The aftermath of Apple Pay – now what?

The aftermath of Apple Pay – now what?

Mark Carter

VP Product, Mobile at Skrill

Views 515

The aftermath of Apple Pay – now what?

07:00 am

It’s fair to say that Apple knows how to successfully disrupt a sector. Their success with desktop computers has been replicated by changing the way we listen to music, read books and even how we use our phones. Now, with Apple Pay, the company is looking to reinvent online payments. Only time will tell if the entrance of Apple into the mobile payments market will have the same impact seen in other sectors, but it is certainly a key moment for the industry.

However, Apple needs to be very realistic about the market it is moving into. This isn’t simply taking CDs and digitising them or adding a touchscreen to a mobile phone handset. The entire payments industry needs to change for Apple to have the same impact that its other products have had. It is an enormous ask, even for a company like Apple.

What does play into its hands is that in true Apple style, it is entering a market at a time when there is positive momentum anyway. For example, the roll-out of iBeacon technology across the retail sector looks like it is about to ride the crest of a wave. Apple brings to the table a massive customer base through iTunes, as well as the hardware that will compel businesses, stakeholders and consumers to consider NFC technology in new ways.

We are many years on from the first suggestion of NFC technology being widely implemented. Indeed, there’s still huge debate about the usefulness of NFC and whether it will cement its position on the high street. The staying power it has shown is evidence that it is a technology businesses are interested in, even if there is debate about how best to utilise it. With Apple Pay on the iPhone 6 and 6 Plus, NFC has finally been built into the market-leading hardware. It may well be the final nudge needed to get the technology over the line.

 An added bonus of this sudden and renewed interest in mobile payments is that it will drive new ideas about processing mobile payments, offering loyalty bonuses and incentives through coupon offers. It may also make merchants realise the valuable data customers will be willingly handing them which can be used to tailor customer offers.

Apple has worked hard to gain the support of major players in the payment industry. Credit and debit cards on the payment networks of Visa, MasterCard and American Express, which represent nearly 83% of the total credit card purchase volume in America, are on board. Having the customer base is all fine and well but without the support of these industry giants, Apple Pay would have lacked credibility.
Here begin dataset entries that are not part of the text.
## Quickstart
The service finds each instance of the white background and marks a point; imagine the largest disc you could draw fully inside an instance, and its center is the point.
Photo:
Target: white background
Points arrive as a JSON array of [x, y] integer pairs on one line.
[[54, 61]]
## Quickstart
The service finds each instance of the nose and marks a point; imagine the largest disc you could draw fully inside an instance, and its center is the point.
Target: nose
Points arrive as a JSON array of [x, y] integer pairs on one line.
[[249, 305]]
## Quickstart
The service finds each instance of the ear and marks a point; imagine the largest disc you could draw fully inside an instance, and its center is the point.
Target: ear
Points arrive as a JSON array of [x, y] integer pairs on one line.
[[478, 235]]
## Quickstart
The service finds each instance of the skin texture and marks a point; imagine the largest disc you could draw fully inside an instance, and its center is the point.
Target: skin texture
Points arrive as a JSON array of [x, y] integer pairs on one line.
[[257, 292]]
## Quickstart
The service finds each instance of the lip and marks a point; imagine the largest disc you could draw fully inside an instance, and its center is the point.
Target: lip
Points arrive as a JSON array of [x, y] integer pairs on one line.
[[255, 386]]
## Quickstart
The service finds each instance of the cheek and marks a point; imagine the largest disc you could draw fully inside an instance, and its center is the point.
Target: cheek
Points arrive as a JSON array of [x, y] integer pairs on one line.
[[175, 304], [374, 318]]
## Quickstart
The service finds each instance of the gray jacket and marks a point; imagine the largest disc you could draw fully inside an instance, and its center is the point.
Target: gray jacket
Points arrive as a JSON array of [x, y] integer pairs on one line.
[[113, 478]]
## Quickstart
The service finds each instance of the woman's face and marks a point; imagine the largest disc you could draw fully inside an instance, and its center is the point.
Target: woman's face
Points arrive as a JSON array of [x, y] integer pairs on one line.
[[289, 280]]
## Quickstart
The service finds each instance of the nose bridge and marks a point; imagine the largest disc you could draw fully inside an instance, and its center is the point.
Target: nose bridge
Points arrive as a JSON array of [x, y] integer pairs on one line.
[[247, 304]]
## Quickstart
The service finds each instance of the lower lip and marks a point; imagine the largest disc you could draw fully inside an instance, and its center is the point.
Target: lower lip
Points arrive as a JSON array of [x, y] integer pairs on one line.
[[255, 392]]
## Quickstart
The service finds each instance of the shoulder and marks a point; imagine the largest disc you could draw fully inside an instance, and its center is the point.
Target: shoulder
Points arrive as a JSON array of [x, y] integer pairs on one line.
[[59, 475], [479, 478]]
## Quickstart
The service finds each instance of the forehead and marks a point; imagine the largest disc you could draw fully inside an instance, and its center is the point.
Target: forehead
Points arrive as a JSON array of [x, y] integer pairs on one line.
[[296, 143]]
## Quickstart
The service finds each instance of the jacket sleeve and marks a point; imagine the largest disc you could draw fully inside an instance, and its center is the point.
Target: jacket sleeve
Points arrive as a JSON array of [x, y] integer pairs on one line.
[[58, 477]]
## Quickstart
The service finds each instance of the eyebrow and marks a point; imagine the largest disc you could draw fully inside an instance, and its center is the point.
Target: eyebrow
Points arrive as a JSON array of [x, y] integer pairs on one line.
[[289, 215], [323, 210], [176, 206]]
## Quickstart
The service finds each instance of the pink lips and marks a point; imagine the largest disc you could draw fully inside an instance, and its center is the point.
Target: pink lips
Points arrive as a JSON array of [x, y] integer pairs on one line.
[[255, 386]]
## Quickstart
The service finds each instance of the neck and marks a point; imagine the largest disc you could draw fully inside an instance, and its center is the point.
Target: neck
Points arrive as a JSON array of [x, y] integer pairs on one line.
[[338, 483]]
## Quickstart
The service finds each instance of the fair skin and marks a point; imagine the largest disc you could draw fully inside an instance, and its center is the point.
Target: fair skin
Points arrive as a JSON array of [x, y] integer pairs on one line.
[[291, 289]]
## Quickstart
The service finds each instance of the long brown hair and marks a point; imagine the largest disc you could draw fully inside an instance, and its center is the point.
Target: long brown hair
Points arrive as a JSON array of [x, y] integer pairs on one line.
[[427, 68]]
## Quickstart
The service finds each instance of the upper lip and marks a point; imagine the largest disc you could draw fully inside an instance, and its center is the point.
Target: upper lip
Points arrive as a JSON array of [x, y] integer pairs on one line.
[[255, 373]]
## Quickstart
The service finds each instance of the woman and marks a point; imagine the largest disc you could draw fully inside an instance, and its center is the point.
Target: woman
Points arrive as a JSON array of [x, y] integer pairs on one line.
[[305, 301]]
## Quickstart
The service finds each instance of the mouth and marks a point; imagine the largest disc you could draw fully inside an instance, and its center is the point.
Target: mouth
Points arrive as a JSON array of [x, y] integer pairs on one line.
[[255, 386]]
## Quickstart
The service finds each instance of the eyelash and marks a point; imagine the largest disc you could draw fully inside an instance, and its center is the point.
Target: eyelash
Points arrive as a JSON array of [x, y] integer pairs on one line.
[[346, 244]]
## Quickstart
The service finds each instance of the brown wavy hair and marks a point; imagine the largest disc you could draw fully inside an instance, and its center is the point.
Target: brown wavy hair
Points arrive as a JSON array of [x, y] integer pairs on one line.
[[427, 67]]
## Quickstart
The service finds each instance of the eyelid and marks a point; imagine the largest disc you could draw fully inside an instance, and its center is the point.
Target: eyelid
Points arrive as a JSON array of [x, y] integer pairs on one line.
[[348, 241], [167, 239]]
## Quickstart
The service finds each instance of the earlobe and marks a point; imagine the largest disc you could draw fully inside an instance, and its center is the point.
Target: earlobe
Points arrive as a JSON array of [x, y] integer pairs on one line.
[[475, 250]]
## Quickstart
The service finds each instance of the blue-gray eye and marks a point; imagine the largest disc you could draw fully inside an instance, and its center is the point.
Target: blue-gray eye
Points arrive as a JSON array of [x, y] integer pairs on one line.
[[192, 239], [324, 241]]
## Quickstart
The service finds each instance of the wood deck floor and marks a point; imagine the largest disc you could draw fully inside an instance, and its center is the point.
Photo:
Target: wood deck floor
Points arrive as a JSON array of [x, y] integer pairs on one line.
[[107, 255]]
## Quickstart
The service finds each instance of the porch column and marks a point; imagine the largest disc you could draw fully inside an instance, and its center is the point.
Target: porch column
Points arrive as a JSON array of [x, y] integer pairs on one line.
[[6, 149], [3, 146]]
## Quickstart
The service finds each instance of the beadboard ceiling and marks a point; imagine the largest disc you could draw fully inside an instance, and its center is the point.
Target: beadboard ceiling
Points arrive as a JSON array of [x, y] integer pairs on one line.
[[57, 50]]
For small to medium-sized businesses in particular, Apple Pay might remove some of the cost barriers currently associated with NFC and opens up the opportunity to use location-based incentives that will offer extra value to consumers. It is hard to imagine that following generations of smartphones won’t have NFC or similar technology as standard. This will drive down production costs leading to features such as fingerprint authentication becoming available on more devices. This will add additional layers of security with regards to mobile payments. Together with TouchID, Secure Element and the integration of wearable tech, many of these new technologies will become standard features.

What is not yet clear is how and when retailers and banks will decide to start accepting newer methods of payment like Apple Pay. There is a significant cost attached for them to implement change and also educate staff and consumers on how to use new payment methods. However, rather than focus on cost, retailers should see the recent industry developments as an opportunity to review their payments strategies and examine how they can benefit from them.

A new generation of consumers are demanding faster and more convenient payment services. It is a challenge for not only the technology companies, but also payments, banking and retailers to provide innovative solutions. Skrill has been enabling digital payments for more than a decade, developing products to facilitate seamless payments for both merchants and consumers. During this time, we have witnessed many significant developments in the digital payments industry from all players, large and small. With Apple entering the payments arena, we’ll see the principles of ease and convenience further enhanced, encouraging yet further consumer take-up of mobile payments. Whilst Apple has brought mobile payments front of mind for many people, there is still some way to go in the next phase of digital payments.